A simple solvable energy landscape model that shows a thermodynamic phase transition and a glass transition
Gerardo G. Naumis

TL;DR
This paper introduces a simple energy landscape model that captures both thermodynamic phase transitions and glass transitions, providing insights into cooling rates and metastable states in glass formation.
Contribution
The model incorporates metastable states with multiplicity and topology, enabling the study of phase and glass transitions within a unified energy landscape framework.
Findings
The model exhibits a phase transition in the thermodynamic limit.
Fast cooling leads to a glass transition in the model.

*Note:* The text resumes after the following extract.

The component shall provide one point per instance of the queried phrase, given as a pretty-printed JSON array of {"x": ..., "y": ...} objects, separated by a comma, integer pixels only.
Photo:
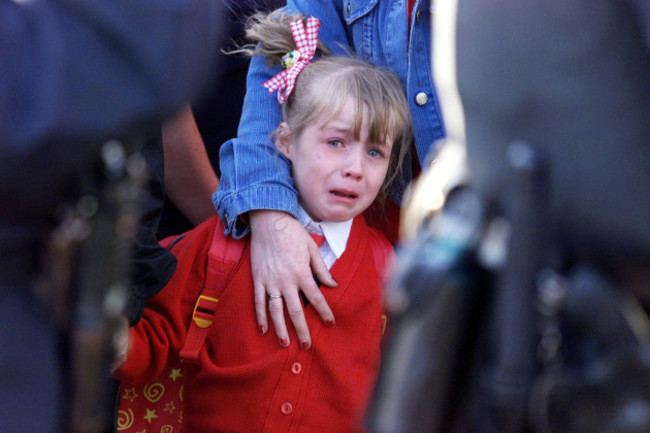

Minimal cooling speed for glass formation depends on metastable state distribution.
Abstract
When a liquid melt is cooled, a glass or phase transition can be obtained depending on the cooling rate. Yet, this behavior has not been clearly captured in energy landscape models. Here a model is provided in which two key ingredients are considered based in the landscape, metastable states and their multiplicity. Metastable states are considered as in two level system models. However, their multiplicity and topology allows a phase transition in the thermodynamic limit, while a transition to the glass is obtained for fast cooling. By solving the corresponding master equation, the minimal speed of cooling required to produce the glass is obtained as a function of the distribution of metastable and stable states. This allows to understand cooling trends due to rigidity considerations in chalcogenide glasses.